ANÚNCIO QUE ELES NÃO VIRAM, por Frutuoso Chaves

Genival Lacerda (Foto/imagem: Adriana Spaca)

O janeiro que já se finda e o anúncio de vacina bivalente contra a versão mais antiga e a mais nova do coronavírus remetem-me ao princípio de 2021. E, assim, atino para a pressa do tempo. Como corre!

O fato é que lá se vão dois anos da morte de Genival Lacerda, um camarada saído da periferia de Campina Grande para os palcos do Brasil. Há dois janeiros, matou-o, desgraçadamente, o coronavírus. Ponho-me a pensar em quantas vidas úteis às nossas vidas teriam sido poupadas caso dispuséssemos dos cuidados sonegados ao País pela indiferença, pela incúria, pelo abandono institucionais.

Enumero apenas, com o pedido do perdão por lapsos de memória, essa gente que nasceu com o talento para as muitas manifestações da arte, situem-se elas nos campos da música, da literatura ou da dramaturgia.
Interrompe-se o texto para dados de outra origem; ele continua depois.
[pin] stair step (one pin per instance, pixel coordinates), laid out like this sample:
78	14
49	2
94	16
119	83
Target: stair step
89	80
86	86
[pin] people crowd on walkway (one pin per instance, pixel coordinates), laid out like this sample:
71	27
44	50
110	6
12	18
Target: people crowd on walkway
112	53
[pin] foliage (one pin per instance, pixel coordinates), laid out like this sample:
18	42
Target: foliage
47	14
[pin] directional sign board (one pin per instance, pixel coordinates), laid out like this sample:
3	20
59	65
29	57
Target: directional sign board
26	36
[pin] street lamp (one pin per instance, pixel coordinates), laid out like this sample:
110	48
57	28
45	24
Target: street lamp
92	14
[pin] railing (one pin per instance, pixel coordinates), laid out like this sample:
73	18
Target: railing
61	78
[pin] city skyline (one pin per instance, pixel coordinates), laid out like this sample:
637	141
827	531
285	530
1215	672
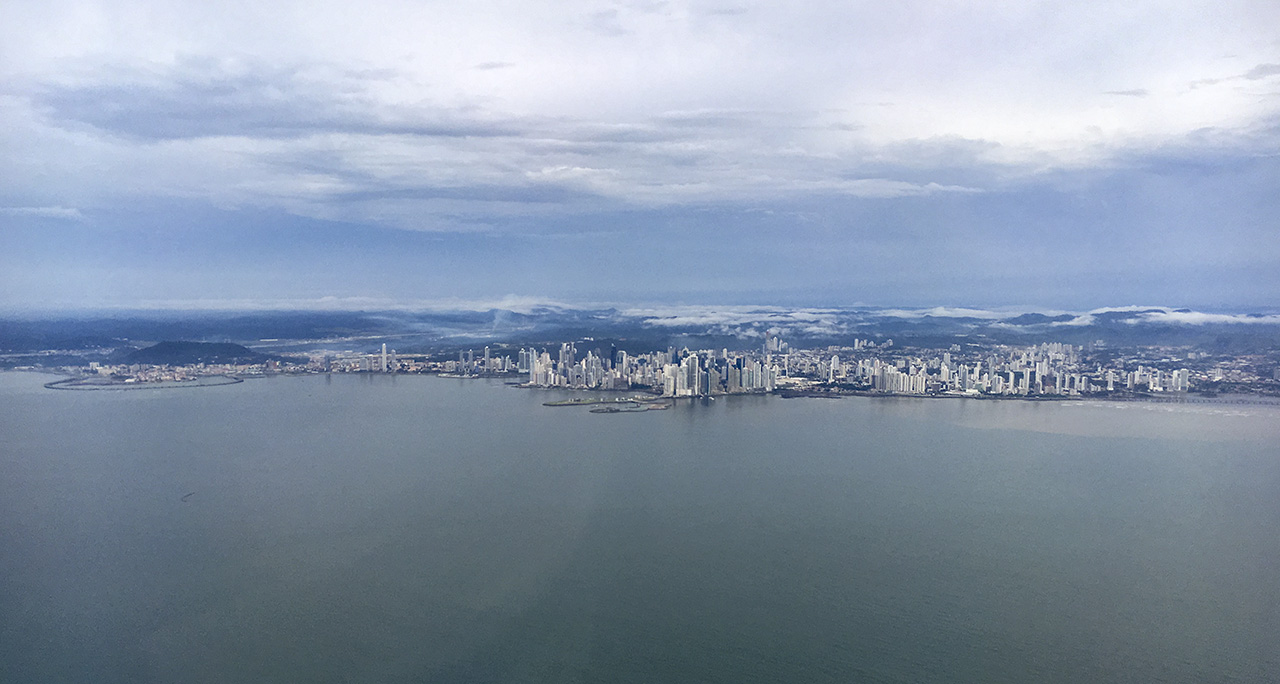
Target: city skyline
974	154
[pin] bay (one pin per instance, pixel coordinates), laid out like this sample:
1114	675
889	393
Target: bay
382	528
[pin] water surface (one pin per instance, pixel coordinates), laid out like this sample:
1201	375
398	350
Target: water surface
425	529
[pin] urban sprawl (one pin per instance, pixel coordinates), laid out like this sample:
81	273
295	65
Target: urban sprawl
865	366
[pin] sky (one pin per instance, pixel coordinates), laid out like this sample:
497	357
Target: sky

Refiro-me aos que vieram ao mundo para o acalanto das nossas almas, para nos emocionar, ou fazer rir.

Não tiveram tempo para ouvir o anúncio da tal vacina bivalente, então feito pelo Jornal Nacional, Tarcísio Meira, Paulo Gustavo, Ubirany (do Grupo Fundo de Quintal), Agnaldo Timóteo, Nicette Bruno, Paulinho (do Roupa Nova), Eduardo Galvão, Daise Lucidi, Ciro Pessoa (dos Titãs), Aldir Blanc e Nelson Sargento. O paraibano Genival, penosamente, encabeçou essa fila.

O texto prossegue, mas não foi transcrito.